Komunikasi merupakan hal yang terikat dengan kita. Kehidupan kita tidak bisa dilepaskan darinya. Karena setiap manusia adalah mahluk yang berkomunikasi. Watzlawick mengatakan, “We cannot not communicate!”. Kita tidak dapat menghindari komunikasi. Bahkan ketika kita diam, kita sebenarnya juga sedang berkomunikasi.

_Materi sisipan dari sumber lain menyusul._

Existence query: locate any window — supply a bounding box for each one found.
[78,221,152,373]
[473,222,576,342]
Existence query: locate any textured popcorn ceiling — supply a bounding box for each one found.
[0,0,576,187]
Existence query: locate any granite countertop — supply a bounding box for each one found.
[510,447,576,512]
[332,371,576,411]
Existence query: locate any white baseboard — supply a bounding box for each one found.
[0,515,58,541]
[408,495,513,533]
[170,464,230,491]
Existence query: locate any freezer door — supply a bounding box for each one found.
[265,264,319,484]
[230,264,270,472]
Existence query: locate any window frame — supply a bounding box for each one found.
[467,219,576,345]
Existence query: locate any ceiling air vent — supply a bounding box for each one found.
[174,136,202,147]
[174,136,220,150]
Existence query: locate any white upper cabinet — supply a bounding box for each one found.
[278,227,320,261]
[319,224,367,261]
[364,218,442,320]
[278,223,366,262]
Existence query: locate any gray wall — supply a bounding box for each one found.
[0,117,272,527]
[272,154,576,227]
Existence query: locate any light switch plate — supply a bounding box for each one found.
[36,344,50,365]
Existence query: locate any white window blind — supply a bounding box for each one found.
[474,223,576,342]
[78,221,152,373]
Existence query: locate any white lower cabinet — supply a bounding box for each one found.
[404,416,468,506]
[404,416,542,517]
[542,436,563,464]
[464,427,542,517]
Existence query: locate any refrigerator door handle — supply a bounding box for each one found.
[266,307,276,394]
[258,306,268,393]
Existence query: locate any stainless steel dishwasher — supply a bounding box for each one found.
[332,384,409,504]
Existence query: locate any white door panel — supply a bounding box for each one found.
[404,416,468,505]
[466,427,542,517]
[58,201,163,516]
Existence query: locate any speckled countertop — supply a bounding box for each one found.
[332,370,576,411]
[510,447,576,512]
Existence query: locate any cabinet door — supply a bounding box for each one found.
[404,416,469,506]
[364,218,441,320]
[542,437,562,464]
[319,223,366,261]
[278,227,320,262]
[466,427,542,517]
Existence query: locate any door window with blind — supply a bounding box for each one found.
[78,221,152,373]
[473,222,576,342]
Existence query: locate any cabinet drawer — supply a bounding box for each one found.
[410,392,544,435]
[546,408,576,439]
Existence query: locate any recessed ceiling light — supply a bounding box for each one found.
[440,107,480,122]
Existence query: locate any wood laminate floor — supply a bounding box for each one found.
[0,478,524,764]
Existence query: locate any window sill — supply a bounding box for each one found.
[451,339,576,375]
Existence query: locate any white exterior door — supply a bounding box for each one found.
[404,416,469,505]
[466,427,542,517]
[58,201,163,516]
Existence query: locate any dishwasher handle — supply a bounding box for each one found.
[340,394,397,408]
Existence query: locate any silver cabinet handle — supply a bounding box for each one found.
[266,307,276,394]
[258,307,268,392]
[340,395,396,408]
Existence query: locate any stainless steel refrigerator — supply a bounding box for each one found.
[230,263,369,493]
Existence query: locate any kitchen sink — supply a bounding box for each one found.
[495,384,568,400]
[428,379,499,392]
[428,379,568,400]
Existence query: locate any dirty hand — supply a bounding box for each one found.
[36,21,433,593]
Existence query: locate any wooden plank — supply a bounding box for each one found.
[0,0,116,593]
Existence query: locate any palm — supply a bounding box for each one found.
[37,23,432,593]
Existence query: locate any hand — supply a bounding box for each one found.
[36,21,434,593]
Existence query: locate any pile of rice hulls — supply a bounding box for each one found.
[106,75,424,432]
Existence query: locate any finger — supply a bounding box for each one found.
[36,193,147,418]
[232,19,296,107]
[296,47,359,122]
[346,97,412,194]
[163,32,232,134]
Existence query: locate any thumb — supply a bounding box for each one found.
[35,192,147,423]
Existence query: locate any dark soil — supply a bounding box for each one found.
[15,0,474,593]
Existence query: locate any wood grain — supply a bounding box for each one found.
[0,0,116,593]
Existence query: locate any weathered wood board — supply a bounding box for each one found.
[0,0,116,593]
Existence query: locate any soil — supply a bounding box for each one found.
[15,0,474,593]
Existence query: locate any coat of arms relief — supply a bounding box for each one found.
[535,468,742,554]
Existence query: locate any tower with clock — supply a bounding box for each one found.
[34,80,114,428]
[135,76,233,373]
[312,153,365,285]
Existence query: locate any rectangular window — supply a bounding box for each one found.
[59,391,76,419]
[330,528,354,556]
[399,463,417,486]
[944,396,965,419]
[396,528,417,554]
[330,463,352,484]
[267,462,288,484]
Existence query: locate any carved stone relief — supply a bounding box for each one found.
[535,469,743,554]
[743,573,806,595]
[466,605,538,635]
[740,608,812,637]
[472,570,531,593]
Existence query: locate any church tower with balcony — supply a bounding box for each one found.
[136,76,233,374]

Sebab komunikasi tidak terbatas pada hal-hal yang verbal dan tersampaikan.
Seorang kekasih yang sedang marah, dan ingin menghindari berkomunikasi dengan pasangannya, biasanya mengggunakan beberapa cara. Kadang berterus terang dengan mengatakan kepada pasangannya bahwa ia sedang tak ingin berbicara dengannya. Atau juga yang paling sering adalah dengan cara menghilang dan diam membatu ketika bertemu. Nah, terlepas dari cara apapun yang dipilihnya, ia hakikatnya tetap berkomunikasi.
Melihat komunikasi yang begitu akrab dan erat dengan kehidupan manusia, sangat tidak heran jika al-Quran kemudian memberikan tuntunan-tuntunan yang harus dijadikan pegangan manusia dalam melakukan komunikasi. Sebab al-Quran tahu persis bahwa berkomunikasi bukanlah hal yang boleh dilakukan dengan sembarang.
Komunikasi yang dilakukan secara serampangan akan memberikan akibat yang fatal, baik secara individual ataupun sosial. Secara individual ia akan mengakibatkan frustasi, alienasi, dan beberapa penyakit jiwa lainnya. Sedangkan secara sosial, ia akan menimbulkan hambatan bagi masyarakat untuk saling pengertian, kerja sama, toleransi dan membatasi pelaksanaan norma-norma sosial.
Al-Quran dan Komunikasi
Kaidah-kaidah komunikasi dalam al-Quran yang akan dijelaskan di sini adalah buah pemikiran dari Dr. Jalaluddin Rakhmat (atau yang akrab dengan panggilan Kang Jalal), cendekiawan muslim yang juga ahli ilmu komunikasi.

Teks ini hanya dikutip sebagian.